Print

Historical society wins governor’s award for promoting pasts of campus homes

L.A. Cicero Salvatierra

Two stops along the Stanford Historical Society’s annual walking tour last April included a 1924 Tudor-style home at 675 Alvarado Row and this modified “Model B” double house at 627 Salvatierra Street.

L.A. Cicero Alvarado house

Two stops along the Stanford Historical Society’s annual walking tour last April included this 1924 Tudor-style home at 675 Alvarado Row and a modified “Model B” double house at 627 Salvatierra Street.

On Friday, Nov. 9, the California Department of Parks and Recreation's Office of Historic Preservation will announce that the Stanford Historical Society's historic houses committee is receiving a 2007 Governor's Historic Preservation Award—the state's only official award for outstanding efforts in the field of historic preservation.

The committee is being honored for its "Historic Houses Project of Faculty Houses on the Stanford University Campus," an ongoing effort involving not only research but the publication of two booklets by the historical society and fundraising events that promoted the importance of historical preservation by way of open-house tours that allowed hundreds of members of the campus community and surrounding area to essentially walk through time.

The award recognizes efforts in various categories, and the committee is being honored specifically for its work in the fields of "interpretation of historic properties" and "historical research." The group's focus has been on faculty houses built between 1892 and 1930, with the two most recent volumes of the Stanford Historical Society's series of books on homes in the San Juan neighborhood debuting in 2005 and 2007.

"All of us who work on the Historic Houses Project at Stanford are delighted by the recognition afforded by the award," said Marian Leib Adams, co-chair of the historic houses committee. "Recording, preserving and sharing Stanford's history is a central goal of the Stanford Historical Society, and telling the story of the earliest faculty housing on campus is an important part of our mission."

Historic Houses III: San Juan Neighborhood, Stanford University and Historic Houses IV: Early Residential Communities of the Lower San Juan District are available at the Stanford Bookstore and the Cantor Arts Center gift shop for $19.95, plus tax, and all volumes may be purchased online via the historical society's website at http://histsoc.stanford.edu/hhouses.shtml.
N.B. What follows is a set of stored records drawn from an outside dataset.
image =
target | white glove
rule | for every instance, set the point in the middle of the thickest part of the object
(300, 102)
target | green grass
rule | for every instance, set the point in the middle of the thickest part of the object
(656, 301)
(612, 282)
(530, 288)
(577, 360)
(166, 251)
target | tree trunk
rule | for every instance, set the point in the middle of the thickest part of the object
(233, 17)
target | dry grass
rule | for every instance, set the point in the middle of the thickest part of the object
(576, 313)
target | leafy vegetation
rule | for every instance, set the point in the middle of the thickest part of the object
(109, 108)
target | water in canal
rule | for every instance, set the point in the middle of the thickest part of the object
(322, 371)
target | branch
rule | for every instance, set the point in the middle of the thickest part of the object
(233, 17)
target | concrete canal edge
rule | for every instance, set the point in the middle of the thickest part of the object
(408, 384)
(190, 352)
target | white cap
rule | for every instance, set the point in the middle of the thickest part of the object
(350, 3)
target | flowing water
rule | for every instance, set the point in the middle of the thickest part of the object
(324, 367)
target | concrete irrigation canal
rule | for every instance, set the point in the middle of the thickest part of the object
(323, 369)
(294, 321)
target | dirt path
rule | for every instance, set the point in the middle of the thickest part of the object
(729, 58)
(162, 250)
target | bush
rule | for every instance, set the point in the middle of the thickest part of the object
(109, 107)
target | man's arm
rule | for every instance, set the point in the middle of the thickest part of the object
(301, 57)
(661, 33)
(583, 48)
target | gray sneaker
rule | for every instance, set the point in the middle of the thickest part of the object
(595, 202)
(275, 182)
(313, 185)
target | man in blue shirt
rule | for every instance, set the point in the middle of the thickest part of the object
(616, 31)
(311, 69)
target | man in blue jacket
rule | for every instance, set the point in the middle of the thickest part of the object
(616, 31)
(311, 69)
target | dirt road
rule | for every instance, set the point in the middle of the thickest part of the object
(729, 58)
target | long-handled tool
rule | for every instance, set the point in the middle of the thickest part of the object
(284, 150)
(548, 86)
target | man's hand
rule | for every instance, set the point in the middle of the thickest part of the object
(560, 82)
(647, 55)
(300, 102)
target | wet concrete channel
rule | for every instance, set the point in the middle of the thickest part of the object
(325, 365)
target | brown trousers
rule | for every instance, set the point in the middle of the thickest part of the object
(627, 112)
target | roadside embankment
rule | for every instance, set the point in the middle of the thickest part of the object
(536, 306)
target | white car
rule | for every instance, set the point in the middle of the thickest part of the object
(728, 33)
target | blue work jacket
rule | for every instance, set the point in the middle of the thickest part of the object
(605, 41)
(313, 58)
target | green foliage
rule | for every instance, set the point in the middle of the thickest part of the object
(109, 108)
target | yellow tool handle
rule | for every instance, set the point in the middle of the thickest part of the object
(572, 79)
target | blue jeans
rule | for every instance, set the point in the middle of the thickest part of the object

A fifth volume is now in the research and writing phase, according to Therese Baker-Degler, co-chair of the historic houses committee.

The group's most recent house tour, in April 2007, was held in advance of National Preservation Month (in May) and attracted 400 to 500 walkers. That tour showcased six historic homes and gardens, including four double houses designed by Bakewell & Brown and built by the university in 1908 and 1909. The other two were Tudor-style houses.

Winners of the 2007 Governor's Historic Preservation Awards will be announced at the next quarterly meeting of the State Historical Resources Commission, which is scheduled for Nov. 9 in Palm Springs. Later this month, awards will be presented at a ceremony in Sacramento at the Leland Stanford Mansion State Historic Park.